A makeup artist who worked on Carter Oosterhouse’s HGTV show Carter Can alleged in 2017 that he coerced her into performing oral sex on her during production. Kailey Kaminsky told The Hollywood Reporter that she gave in to Oosterhouse’s demands after months of pressure from the TV host. “Then thereafter it was most every time we would shoot — 10 to 15 times he put me in this position,” she said.

Oosterhouse said in a statement to THR that he did have an “intimate relationship” with Kaminsky but said that it was “100% mutual” and that he “never would have done anything” that wasn’t “mutually agreeable.”

2019: Windy City Rehab’s legal saga begins

HGTV’s Windy City Rehab endured so much legal drama that the Chicago Sun-Times has a timeline of lawsuits, permit violations, and stop-work orders that impacted the show and its hosts. In 2019, for example, the show was hit with a stop-work order for doing construction without a permit, and then-cohost Donovan Eckhardt had his license suspended.

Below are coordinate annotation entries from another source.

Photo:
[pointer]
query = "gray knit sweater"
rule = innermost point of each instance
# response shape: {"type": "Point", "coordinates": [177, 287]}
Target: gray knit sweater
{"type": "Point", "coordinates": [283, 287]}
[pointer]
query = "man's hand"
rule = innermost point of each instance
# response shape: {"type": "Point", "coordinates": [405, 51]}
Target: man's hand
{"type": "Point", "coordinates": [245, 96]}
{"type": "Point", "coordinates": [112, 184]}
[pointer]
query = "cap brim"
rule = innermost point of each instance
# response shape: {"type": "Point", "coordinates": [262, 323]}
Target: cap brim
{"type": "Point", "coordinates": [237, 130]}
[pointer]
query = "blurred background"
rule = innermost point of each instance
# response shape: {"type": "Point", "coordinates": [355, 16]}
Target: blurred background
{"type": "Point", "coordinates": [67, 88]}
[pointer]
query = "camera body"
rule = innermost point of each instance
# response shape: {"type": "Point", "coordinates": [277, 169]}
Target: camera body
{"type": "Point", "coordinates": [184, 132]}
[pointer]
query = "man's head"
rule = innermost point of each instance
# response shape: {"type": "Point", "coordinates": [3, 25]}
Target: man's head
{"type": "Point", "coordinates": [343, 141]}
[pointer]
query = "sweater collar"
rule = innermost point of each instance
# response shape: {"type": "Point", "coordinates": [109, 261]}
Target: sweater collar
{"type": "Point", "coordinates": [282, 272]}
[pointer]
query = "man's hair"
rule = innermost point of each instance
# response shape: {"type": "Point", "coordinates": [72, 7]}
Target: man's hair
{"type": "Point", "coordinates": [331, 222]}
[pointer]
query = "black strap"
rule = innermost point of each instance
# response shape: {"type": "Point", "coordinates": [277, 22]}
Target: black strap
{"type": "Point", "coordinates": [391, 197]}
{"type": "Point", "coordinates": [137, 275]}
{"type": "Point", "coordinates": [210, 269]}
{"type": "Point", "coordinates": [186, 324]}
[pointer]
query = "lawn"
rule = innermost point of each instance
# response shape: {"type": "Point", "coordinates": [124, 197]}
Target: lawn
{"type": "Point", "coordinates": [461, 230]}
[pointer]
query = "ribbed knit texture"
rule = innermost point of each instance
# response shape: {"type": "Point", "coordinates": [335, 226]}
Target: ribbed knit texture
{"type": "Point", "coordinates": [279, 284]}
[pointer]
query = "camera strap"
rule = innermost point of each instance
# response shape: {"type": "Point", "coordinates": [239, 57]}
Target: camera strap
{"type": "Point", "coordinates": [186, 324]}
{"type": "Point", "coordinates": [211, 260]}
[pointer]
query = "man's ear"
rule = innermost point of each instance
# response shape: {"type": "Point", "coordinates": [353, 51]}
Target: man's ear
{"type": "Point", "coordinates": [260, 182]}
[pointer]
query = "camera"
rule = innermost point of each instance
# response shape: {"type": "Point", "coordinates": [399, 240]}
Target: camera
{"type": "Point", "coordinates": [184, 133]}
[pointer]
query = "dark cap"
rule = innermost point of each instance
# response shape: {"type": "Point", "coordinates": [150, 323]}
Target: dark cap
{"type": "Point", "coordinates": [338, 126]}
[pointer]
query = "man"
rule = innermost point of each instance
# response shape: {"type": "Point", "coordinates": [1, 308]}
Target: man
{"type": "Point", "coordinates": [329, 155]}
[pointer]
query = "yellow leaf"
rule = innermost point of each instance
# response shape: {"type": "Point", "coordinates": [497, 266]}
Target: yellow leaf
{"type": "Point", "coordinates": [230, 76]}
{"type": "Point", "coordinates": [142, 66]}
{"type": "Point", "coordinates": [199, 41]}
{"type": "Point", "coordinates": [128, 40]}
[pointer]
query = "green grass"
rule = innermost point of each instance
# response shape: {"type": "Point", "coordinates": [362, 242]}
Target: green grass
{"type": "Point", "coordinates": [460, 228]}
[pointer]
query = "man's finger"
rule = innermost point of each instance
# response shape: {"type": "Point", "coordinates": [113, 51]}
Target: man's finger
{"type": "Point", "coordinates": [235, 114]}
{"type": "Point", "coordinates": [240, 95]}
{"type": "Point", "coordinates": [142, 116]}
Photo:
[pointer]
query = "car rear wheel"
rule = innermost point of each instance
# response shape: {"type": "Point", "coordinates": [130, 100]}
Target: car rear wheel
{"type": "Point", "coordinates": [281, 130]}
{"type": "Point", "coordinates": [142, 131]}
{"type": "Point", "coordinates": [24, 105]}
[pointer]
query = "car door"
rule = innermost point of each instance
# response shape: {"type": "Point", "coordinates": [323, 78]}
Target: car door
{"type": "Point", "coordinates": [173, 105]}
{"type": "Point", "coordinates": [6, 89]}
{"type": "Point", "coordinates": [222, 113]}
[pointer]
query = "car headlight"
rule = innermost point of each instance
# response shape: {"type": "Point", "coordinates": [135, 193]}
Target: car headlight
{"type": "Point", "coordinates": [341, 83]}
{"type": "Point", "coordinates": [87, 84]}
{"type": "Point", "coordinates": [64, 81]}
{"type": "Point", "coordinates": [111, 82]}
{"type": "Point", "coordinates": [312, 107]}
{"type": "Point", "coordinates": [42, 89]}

In 2020, Eckhardt and cohost Alison Victoria were sued for fraud by homeowners alleging shoddy construction on their $1.36 million home (in a suit that was later settled), Eckhardt was sued by a subcontractor alleging Eckhardt hadn’t paid him $108,500, another pair of homeowners sued the cohosts for alleged fraud and shoddy work (in a case that was later resolved), and investors sued them for allegedly running “a deliberate and fraudulent scheme to misappropriate funds.”

And in 2021, Eckhardt sued Discovery Inc. and production company Big Table Media, claiming he’d been falsely portrayed as the villain on the show, in a case that was later dismissed.